PET scans augmented by injections of the beta-amyloid targeting tracer florbetaben F18 are effective at helping confirm or rule out Alzheimer’s disease in patients under evaluation for cognitive impairment.

The study behind the conclusion is running in the current edition of  Alzheimer’s & Dementia.

Led by Osama Sabri, MD, PhD, of the University of Leipzig in Germany, study authors designed the non-randomized, multicenter, phase-3 trial to demonstrate the accuracy of the radiopharmaceutical by comparing  in vivo PET imaging with post-mortem histopathology.

With an eye on estimating the density of neuritic beta-amyloid plaques—a reliable indicator of Alzheimer’s—the investigators looked at brain images and tissue from 74 deceased subjects from among 205 who had undergone florbetaben PET and agreed to donate their brains to science.

The researchers found that high sensitivity and specificity for florbetaben PET were confirmed by histopathology in “clinically relevant whole-brain visual analyses, allowing the reliable detection and exclusion of amyloid pathology,” according to the study conclusion.

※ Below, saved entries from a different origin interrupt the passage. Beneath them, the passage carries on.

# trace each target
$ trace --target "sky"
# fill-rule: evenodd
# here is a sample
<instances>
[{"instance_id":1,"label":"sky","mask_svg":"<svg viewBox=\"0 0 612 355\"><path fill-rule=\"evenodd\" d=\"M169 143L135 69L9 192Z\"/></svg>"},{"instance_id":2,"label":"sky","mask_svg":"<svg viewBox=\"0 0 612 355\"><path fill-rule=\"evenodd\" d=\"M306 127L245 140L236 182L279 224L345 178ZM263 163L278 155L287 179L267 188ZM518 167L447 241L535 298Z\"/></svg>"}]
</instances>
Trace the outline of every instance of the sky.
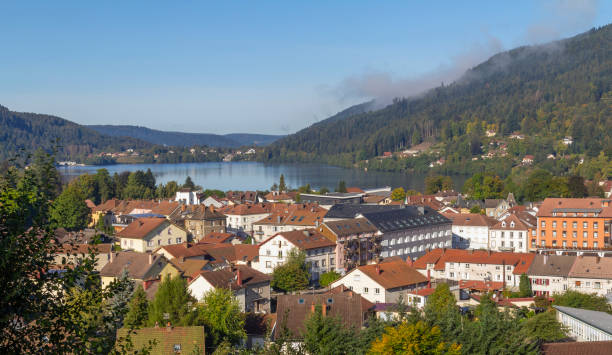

Taken together with results from earlier studies, these latest data “support the value of florbetaben PET as a diagnostic marker and a valuable adjunct for the exclusion of Alzheimer’s disease or a differential diagnosis of dementia,” Sabri stated in prepared remarks.  

The florbetaben used in the trial is marketed as Neuraceq by Piramal Imaging, which co-funded the study. The radiopharmaceutical was approved for clinical use in the U.S., Europe and South Korea in 2014.

According to the World Health Organization, approximately 7.7 million new cases of dementia are diagnosed each year worldwide, with Alzheimer’s diagnoses accounting for 60 to 80 percent. At the same time, an estimated 20 to 30 percent of clinical diagnoses of probable Alzheimer’s “are found to be incorrect upon post-mortem histological investigation,” according to Piramal, “underscoring the need for more accurate diagnostic tools.”